Is NAMBLA a worthwhile target? Absolutely. I'll explain why in a bit. But first, I do want to emphasize that NAMBLA is also a valuable resource for law enforcement. Here's how it works:
1) A law enforcement agent, or a neutral party with intent to inform, joins NAMBLA and attends meetings and conventions,
2) Other NAMBLA members who happen to be involved in illegal activity contact the mole, who plays along long enough to get some names, dates, and locations,
3) Law enforcement moves in on the illegal activity; the mole disappears, and another one is planted.
NAMBLA's networking characteristics make it a great information mine, because people involved in illegal activity also use the group to find clients, friends, and like-minded people. So the fact that NAMBLA exists is, paradoxically, a great help to us.
Meanwhile, NAMBLA keeps on keepin' on, insisting that something which is illegal should be made legal. To make their case, they have a specific set of arguments - some of which are merely counter-arguments to the views of child advocates - which attempt to appeal to peoples' logic, reason, and emotions. Now, it may be easy for us to say "no sane person will buy those arguments", but I don't think that's a proper response. NAMBLA is just about the only "organized" voice of pedophilia - and if the arguments are out there, and publically accessible, THEY NEED TO BE REFUTED, no matter how silly we "think" they would sound to "normal" people. An unchallenged argument is a won argument. As long as these peoples' arguments are simply rejected -without- being actually challenged and rebutted, the pedos can say that their opponents are being unreasonable - which is actually (and regrettably) a valid position on their part. We cannot allow them to hold that argumentative "high ground".
Now, true, their statements are being challenged - but, as I said before, they're being challenged by people with bad information.
Let me give you just one example. I clearly recall a recent CNN interview with US Attorney General Gonzalez, who referred to child pornography as an industry netting somewhere in the -billions- of dollars (perhaps he said "millions", but even so). Scary? Certainly. But does it even make sense? I did some search engining. Every single child pornography bust that I could find information about anywhere on the internet, going back 7 YEARS or more - even those involving large international sting operations - has involved individuals or collections of individuals who traded these images FOR FREE with other individuals. Many of these individuals made their own kiddy porn for distribution - again, FOR FREE - either on FREE song-trading networks or in private member-only FREE clubs (the sole requirement apparently being submission of more material to the group "pool"). These busts have collectively netted an immense number of images and movie clips, with a few single perpetrators possessing tens of thousands of individual images. All obtained FOR FREE from other pervs. Who is making the money? Where does the money go? Where does the money figure come from? If they haven't caught ANYBODY actually "selling" child pornography, how do they have the slightest clue how much these merchants make? Pedo groups point to statements like Gonzalez' "billions-dollar-industry" quip and laugh it off as ridiculous, and it is. For all I've been able to find out, the Justice Department could've invented this number out of whole cloth. Perhaps the number they're giving is the amount of money suspects have (tried to) spend on law-enforcement-run sites "offering" child pornography for a price. But it's simply dishonest to take that number and represent it as a gauge of profits made by "real" child porn sellers.

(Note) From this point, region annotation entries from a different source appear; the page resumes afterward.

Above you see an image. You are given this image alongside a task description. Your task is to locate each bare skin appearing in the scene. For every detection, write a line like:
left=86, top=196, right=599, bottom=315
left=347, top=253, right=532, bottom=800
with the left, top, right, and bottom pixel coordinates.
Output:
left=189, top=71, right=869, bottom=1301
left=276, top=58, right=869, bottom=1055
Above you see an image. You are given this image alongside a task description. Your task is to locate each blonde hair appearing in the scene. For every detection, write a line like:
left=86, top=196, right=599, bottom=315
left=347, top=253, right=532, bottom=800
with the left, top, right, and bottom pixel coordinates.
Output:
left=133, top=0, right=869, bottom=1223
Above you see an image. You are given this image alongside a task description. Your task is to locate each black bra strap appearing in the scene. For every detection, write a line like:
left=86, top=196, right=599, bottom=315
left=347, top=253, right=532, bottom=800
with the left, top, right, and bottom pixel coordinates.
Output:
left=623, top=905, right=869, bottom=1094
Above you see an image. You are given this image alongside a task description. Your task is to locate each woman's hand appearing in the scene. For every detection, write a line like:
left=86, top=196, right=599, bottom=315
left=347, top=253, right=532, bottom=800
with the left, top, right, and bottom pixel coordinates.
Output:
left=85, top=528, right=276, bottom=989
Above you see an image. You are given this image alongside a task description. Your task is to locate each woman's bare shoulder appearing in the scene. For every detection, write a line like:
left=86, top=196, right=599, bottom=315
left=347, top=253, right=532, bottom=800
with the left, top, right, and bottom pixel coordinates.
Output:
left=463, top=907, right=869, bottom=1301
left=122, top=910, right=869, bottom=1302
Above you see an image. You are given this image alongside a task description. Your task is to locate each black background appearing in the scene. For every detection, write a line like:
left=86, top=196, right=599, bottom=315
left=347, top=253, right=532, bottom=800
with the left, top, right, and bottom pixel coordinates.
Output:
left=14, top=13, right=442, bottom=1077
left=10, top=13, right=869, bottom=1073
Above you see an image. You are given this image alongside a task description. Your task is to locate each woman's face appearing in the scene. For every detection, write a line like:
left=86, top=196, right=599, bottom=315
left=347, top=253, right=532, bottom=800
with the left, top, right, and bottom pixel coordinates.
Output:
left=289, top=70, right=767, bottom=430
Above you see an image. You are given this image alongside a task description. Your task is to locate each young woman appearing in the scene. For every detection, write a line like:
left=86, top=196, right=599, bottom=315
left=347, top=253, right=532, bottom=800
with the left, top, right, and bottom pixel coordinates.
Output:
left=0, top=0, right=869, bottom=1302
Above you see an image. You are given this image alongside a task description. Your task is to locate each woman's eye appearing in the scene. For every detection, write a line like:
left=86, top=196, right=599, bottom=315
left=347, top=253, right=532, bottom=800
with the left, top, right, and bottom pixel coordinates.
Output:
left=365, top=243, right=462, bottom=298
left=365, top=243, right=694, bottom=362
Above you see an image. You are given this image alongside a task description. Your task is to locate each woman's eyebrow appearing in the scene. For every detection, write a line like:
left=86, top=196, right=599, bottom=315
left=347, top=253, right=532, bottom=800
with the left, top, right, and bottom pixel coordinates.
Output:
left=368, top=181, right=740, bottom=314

The problem is that the Justice Department's statement creates the illusion of some faceless illegal "corporation" that abducts children, makes movies with them, and sells the movies for small fortunes. It lends an "otherness", a kind of "distance" to the problem of child pornography - it happens "out there" - when the reality, the thing that people need to understand, is that the guy on the end of the block makes the stuff in his living room, possibly with YOUR KIDS, and trades it over the net in exchange for similar stuff from other people. The poor FBI agents who find this stuff and are forced to look at it all the time really don't know anything about it. But WE know about it, because we've been there. We're the people who need to tell the world the truth about what's going on, because the OTHER people who know the truth won't be talking.
Again, this is just one example - the one I happen to be most familiar with. Pedos can take arguments like Gonzalez' outrageous quotes and insist that "anti-pedos" have to resort to making stuff up in order to show that "pedophilia is bad". Another thing the pedos are big on arguing is the issue of the abuse being a "consentual relationship", and therefore not really abuse. Only those of us who were involved in these "consentual relationships" are in a position to really shed light on the emotional extortion which pedos try to pass off as "consent". We know the real deal, and we're the ones who need to teach. The way things are now, it's like having basketball coaches trying to teach physics.